Following that I called my old coach, Alf Widdershaine, and after a long chat managed to persuade him to go down to the stadium and do what he could. I called Jambe back to tell him the good news about Alf, although I thought it prudent to hide the lack of new players from him for the time being.
I thought about Landen's existence problem for a moment and then found the number of Julie Aseizer, the woman at Eradications Anonymous who had got her husband back. I called her and explained the situation.
'Oh yes!' she said helpfully. 'My Ralph flickered on and off like a faulty light bulb until his uneradication held!'
I thanked her and put the receiver down, then checked my finger for a wedding ring. It still wasn't there.
I glanced into the garden and saw Hamlet walking on the lawn, deep in thought — with Alan following him at a safe distance. As I watched, Hamlet turned to him and glared. The small dodo went all sheepish and laid his head on the ground in supplication. Clearly, Hamlet wasn't just a fictional Prince of Denmark, but also something of an alpha dodo.
I smiled to myself and wandered into the living room, where I found Friday building a castle out of bricks with Pickwick helping. Of course, 'helping' in this context means 'watching'. I glanced at the clock. Time for work. Just when I could do with some relaxing brick-building therapy. Mum agreed to look after Friday and I gave him a kiss goodbye.
'Be good.'
'Arse.'
'What did you say?'
'Pikestaff.'
'If those are rude Old English words, St Zvlkx is in a lot of trouble — and so are you, my little fellow. Mum, sure you're okay?'
'Of course. We'll take him to the zoo.'
'Good. No, wait — we?'
'Bismarck and I.'
'Mum!?'
'What? Can't a more or less widowed woman have a bit of male company from time to time?'
'Well,' I stammered, feeling unnaturally shocked for some reason, 'I suppose there's no reason why not.'
'Good. Be off with you. After we've gone to the zoo we might drop in at the tearooms. And then the theatre.'
She had started to go all dreamy so I left, shocked not only that mother might be even considering some sort of a fling with Bismarck, but that Joffy might have been right.
27
Weird Shit on the M4
'George Formby was born George Hoy Booth in Wigan in 1904. He followed his father into the music hall business, adopted the ukulele as his trademark and by the time the war broke out he was a star of variety, pantomime and film.
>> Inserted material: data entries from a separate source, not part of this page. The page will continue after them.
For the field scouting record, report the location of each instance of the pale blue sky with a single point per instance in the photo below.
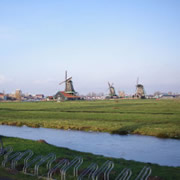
(95, 40)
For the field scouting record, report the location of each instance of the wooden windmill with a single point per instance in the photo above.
(140, 92)
(112, 92)
(68, 85)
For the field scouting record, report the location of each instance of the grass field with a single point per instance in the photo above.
(159, 118)
(163, 172)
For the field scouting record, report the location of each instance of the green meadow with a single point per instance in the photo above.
(159, 118)
(40, 148)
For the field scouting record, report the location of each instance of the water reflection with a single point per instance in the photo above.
(130, 147)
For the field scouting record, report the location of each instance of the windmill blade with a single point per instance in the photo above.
(62, 82)
(137, 81)
(69, 79)
(65, 80)
(109, 84)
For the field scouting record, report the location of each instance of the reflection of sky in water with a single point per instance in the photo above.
(130, 147)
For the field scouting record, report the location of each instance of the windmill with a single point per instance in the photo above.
(140, 92)
(68, 85)
(112, 92)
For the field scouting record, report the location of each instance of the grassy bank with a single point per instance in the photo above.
(159, 118)
(163, 172)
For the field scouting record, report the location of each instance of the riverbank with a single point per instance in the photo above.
(160, 118)
(39, 147)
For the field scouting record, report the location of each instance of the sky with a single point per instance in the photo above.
(96, 41)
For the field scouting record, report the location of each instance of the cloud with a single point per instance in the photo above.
(44, 81)
(4, 79)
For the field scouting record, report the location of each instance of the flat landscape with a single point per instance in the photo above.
(40, 148)
(160, 118)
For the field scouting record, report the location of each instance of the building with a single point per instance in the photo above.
(63, 96)
(18, 94)
(39, 96)
(2, 96)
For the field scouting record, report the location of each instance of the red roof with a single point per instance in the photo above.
(68, 95)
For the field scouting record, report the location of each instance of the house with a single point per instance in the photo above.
(63, 96)
(2, 96)
(39, 96)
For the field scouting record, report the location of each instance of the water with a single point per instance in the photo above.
(130, 147)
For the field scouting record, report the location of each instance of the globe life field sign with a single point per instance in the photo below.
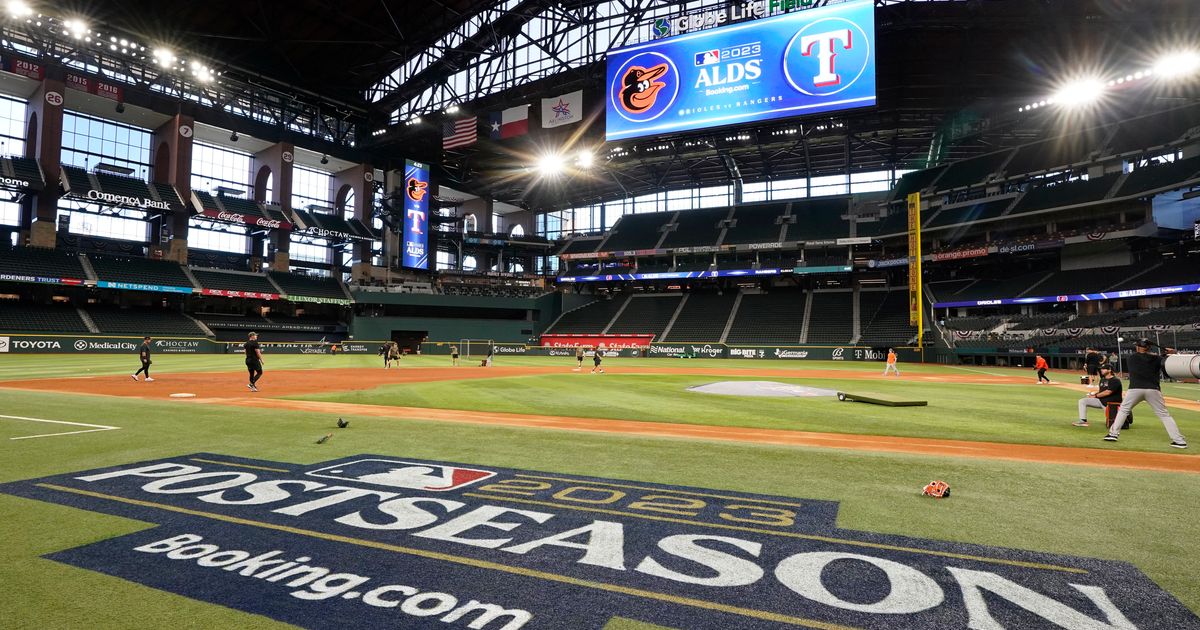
(804, 63)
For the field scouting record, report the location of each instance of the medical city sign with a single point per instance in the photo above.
(387, 541)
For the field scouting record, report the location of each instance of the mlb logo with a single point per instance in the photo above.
(708, 58)
(401, 474)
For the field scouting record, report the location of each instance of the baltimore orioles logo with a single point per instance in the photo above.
(640, 88)
(417, 189)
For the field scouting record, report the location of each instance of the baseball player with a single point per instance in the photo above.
(1109, 393)
(144, 354)
(892, 363)
(253, 360)
(1041, 365)
(1145, 371)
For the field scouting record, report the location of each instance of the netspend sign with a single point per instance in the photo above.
(804, 63)
(388, 541)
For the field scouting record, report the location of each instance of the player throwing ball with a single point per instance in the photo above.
(253, 360)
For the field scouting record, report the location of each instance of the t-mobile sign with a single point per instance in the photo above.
(417, 215)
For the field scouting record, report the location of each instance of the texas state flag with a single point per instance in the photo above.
(510, 123)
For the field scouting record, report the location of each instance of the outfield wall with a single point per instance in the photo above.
(119, 345)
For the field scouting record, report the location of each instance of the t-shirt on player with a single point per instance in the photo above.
(251, 352)
(1144, 370)
(1114, 387)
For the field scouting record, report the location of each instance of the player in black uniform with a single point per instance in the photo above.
(253, 360)
(1109, 393)
(144, 354)
(1145, 370)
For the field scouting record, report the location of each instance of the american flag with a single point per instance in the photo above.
(459, 133)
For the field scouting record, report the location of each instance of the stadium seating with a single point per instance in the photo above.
(143, 322)
(755, 223)
(309, 286)
(696, 228)
(1150, 178)
(138, 270)
(16, 317)
(41, 262)
(973, 171)
(213, 279)
(819, 220)
(883, 317)
(971, 213)
(702, 318)
(647, 315)
(589, 318)
(637, 232)
(124, 185)
(1065, 195)
(831, 319)
(769, 318)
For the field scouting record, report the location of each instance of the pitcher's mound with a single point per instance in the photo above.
(761, 388)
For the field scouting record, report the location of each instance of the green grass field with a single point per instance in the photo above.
(1143, 517)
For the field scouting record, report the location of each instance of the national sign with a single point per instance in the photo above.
(377, 541)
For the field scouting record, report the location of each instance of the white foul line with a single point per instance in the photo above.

During the first years of the war, he and his wife Beryl toured extensively for ENSA, entertaining the troops as well as making a series of highly successful movies. When invasion of England was inevitable, many influential dignitaries and celebrities were shipped out to Canada. Moving underground with the English resistance and various stalwart regiments of the Local Defence Volunteers, Formby manned the outlawed "Wireless St George" and broadcast songs, jokes and messages to secret receivers across the country. The Formbys used their numerous contacts in the North to smuggle Allied airmen to neutral Wales and form resistance cells that harried the Nazi invaders. In post-war republican England he was made nonexecutive President for life.'
JOHN WILLIAMS — The Extraordinary Career of George FormbyI avoided the news crews who were waiting for me at the SpecOps building and parked up at the rear. Major Drabb was waiting for me as I walked into the entrance lobby. He saluted smartly but I detected a slight reticence about him this morning. I handed him another scrap of paper.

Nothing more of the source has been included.